What is corporate responsibility?
As with sustainable finance, there is no commonly accepted definition of corporate (social) responsibility. In 2011, the EU Commission proposed the following definition: “the responsibility of enterprises for their impacts on society”. This means that:
Respect for applicable legislation, and for collective agreements between social partners, is a prerequisite for meeting that responsibility. To fully meet their corporate social responsibility, enterprises should have in place a process to integrate social, environmental, ethical, human rights and consumer concerns into their business operations and core strategy in close collaboration with their stakeholders, with the aim of:
- maximizing the creation of shared value for their owners/shareholders and for their other stakeholders and society at large;
- identifying, preventing and mitigating their possible adverse impacts
Corporate responsibility
In addition to the sustainable finance regulatory wave, corporate responsibility topics, such as environmental and human rights, due diligence, and diversity, have been at the top of the regulatory agenda.

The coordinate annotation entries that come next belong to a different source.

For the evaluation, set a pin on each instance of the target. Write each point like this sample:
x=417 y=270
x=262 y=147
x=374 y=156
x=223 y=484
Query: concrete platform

For example, modern slavery laws have been put in place in Australia, Brazil, California, and the United Kingdom. In addition, environmental and human rights due diligence have been made mandatory in France with the Duty of Vigilance Law.
In the process of discussing and adopting similar laws on due diligence it is possible to identify countries like Germany and Switzerland, but also the EU which has announced its intention to issue regulation in this area.